Opinión | COMUNIDAD VALENCIANA

Benidorm ‘mon amour’

La mayor ‘fábrica’ de turistas de este país lleva décadas sobreponiéndose al desprecio con que a menudo es tratada por la intelectualidad. El ‘Benidorm Fest’ la ha vuelto a poner en boca de todos

 A cuenta del Benidorm Fest, me da la sensación de que entre las pasiones derivadas de las querencias por los participantes y el ruido generado por la decisión del jurado, ha pasado desapercibida la -por única-, peculiar idiosincrasia de la ciudad anfitriona, tan denostada a menudo. Benidorm lleva décadas sobreponiéndose al desprecio exhibido por una parte de la intelectualidad española, que, de cuando en cuando, se despacha a gusto con una población a la que, armados de una pluma tan roma como su conocimiento, tratan de encasillar en el estereotipo de la caspa.

Benidorm siempre ha estado por encima de estos juicios de valor, consciente de que desde lo alto del menor de sus rascacielos, ni siquiera desde la cota más elevada, se ve muy por encima de la ignorancia de sus detractores y en la misma medida que quienes la vilipendian dejan al trasluz de sus textos la evidencia sonrojante de que jamás han puesto un pie en sus calles.

Articulistas y tertulianos que deben llevar su propia ropa para posar junto a modelos que lucen alta costura en revistas de prêt-à-porter, acostumbran de año en año a ironizar con las costuras de una ciudad que, con arreglo a las cifras del INE, lleva desde mediados del siglo pasado liderando el ránking de pernoctaciones en España, se mantiene con solidez en número de plazas hoteleras tras Londres, París y Madrid, y encabeza las preferencias de los mercados británico y del turismo de mayores.

A tenor de su aportación al PIB (el turismo representa el 11% de la riqueza de la Comunidad Valenciana y Benidorm es su buque insignia); su tasa de desempleo, siempre por debajo de la media autonómica y nacional; o el precio por metro cuadrado comercial, la anfitriona del Benidorm Fest aporta más a los índices generadores de riqueza que muchas competidoras que presumen de salir en el papel cuché cada vez que un jeque saudí cierra un área comercial para adquirir joyas y relojes de alta gama. Cualquier economista asentirá al escuchar que son preferibles un par de millones de británicos al año que un solo pachá emergiendo del interior de un Rolls. Quizá carezca de la grandeur de otros enclaves turísticos, pero como apuntaba aquel eslogan de la primera campaña de Clinton, «es la economía, estúpido».
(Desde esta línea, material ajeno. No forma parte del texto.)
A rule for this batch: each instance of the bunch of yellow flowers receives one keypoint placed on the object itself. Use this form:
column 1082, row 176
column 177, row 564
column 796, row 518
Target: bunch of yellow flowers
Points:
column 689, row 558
Disipada entre las Españas divididas en tanxugueiras, rigobertas y chaneles, Benidorm atesora una historia no tan conocida por mil veces narrada. El Benidorm que todos conocemos nació en 1956. Nunca fue, como erróneamente cuentan las crónicas, un pueblecito de pescadores, sino de marinos, y en sus genes porta el reconocimiento, también de la izquierda, al alcalde falangista que aquel año apostó por poner patas arriba las normas urbanísticas. A la vista del apego que por sus playas demostraban los primeros turistas de Alcoy y de Madrid, Pedro Zaragoza, el alcalde de camisa azul, se lanzó hacia el urbanismo vertical obligado por una geografía aprisionada por sus municipios vecinos.

Así nació la teoría de la caja de cerillas, con la que se demostraba que en altura cabían las mismas personas que en edificación horizontal y además se podrían habilitar, en el espacio libre, zonas ajardinadas, pistas de tenis o piscinas. Todo ello, junto a un ambiente de libertad inimaginable en otras áreas turísticas españolas, hizo de la ciudad el paraíso de las emergentes clases medias de la generación del baby boom, cuyas madres pudieron tomar el sol en bikini frente a la prohibición predominante en otras partes del litoral.
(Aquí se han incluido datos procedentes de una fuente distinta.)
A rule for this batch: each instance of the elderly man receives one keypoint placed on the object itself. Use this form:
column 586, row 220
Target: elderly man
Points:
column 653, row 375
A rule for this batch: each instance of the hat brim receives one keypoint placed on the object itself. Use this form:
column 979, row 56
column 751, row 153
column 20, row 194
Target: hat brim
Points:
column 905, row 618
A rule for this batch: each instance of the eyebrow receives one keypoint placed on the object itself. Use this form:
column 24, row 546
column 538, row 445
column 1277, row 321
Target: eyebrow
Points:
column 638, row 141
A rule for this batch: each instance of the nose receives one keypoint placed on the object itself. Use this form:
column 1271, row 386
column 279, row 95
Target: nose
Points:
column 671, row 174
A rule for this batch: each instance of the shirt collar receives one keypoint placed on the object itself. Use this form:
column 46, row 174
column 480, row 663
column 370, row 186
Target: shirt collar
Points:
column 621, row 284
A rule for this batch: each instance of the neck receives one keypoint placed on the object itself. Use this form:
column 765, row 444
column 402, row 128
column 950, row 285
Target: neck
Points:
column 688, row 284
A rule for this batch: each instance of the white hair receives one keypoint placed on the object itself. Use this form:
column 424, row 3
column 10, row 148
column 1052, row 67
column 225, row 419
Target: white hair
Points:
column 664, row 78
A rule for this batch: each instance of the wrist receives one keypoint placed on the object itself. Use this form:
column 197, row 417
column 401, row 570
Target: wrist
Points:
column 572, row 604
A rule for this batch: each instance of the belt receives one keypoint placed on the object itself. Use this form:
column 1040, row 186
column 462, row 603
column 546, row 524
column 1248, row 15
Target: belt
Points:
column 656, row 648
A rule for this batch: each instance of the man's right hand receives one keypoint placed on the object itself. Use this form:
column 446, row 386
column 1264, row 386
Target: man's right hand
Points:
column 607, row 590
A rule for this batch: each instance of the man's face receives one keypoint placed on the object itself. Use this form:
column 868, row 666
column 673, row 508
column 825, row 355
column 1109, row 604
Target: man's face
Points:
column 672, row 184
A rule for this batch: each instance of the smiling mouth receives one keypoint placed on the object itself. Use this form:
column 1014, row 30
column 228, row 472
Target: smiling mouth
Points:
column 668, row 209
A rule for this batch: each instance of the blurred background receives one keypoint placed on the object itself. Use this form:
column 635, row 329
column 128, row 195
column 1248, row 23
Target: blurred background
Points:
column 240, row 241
Benidorm acaba atrapando al visitante. Como decía el falso titular que jamás apareció en NYT respecto a Lola Flores («ni canta ni baila, pero no se la pierdan»), Benidorm no tiene el glamour de Marbella ni el encanto de Formentera, pero perdérsela es un lujo que ningún europeo debería permitirse.

Basar cualquier aseveración en la imagen proyectada por las películas de López Vázquez y Gracita Morales o por los años del landismo, es no querer ver que allí también rodaron Bigas Luna, Isabel Coixet, Vicente Aranda, o que marcas de automóviles de lujo o los principales grandes almacenes de España eligen el sky line de la ciudad para vender su producto. Por más que la publicidad del Benidorm Fest haya sido impagable, dudo mucho que sirva para cambiar la opinión de quienes la tachan de cutre y hortera. Benidorm ya ha sobrevivido a muchos detractores. A éstos también los verá pasar.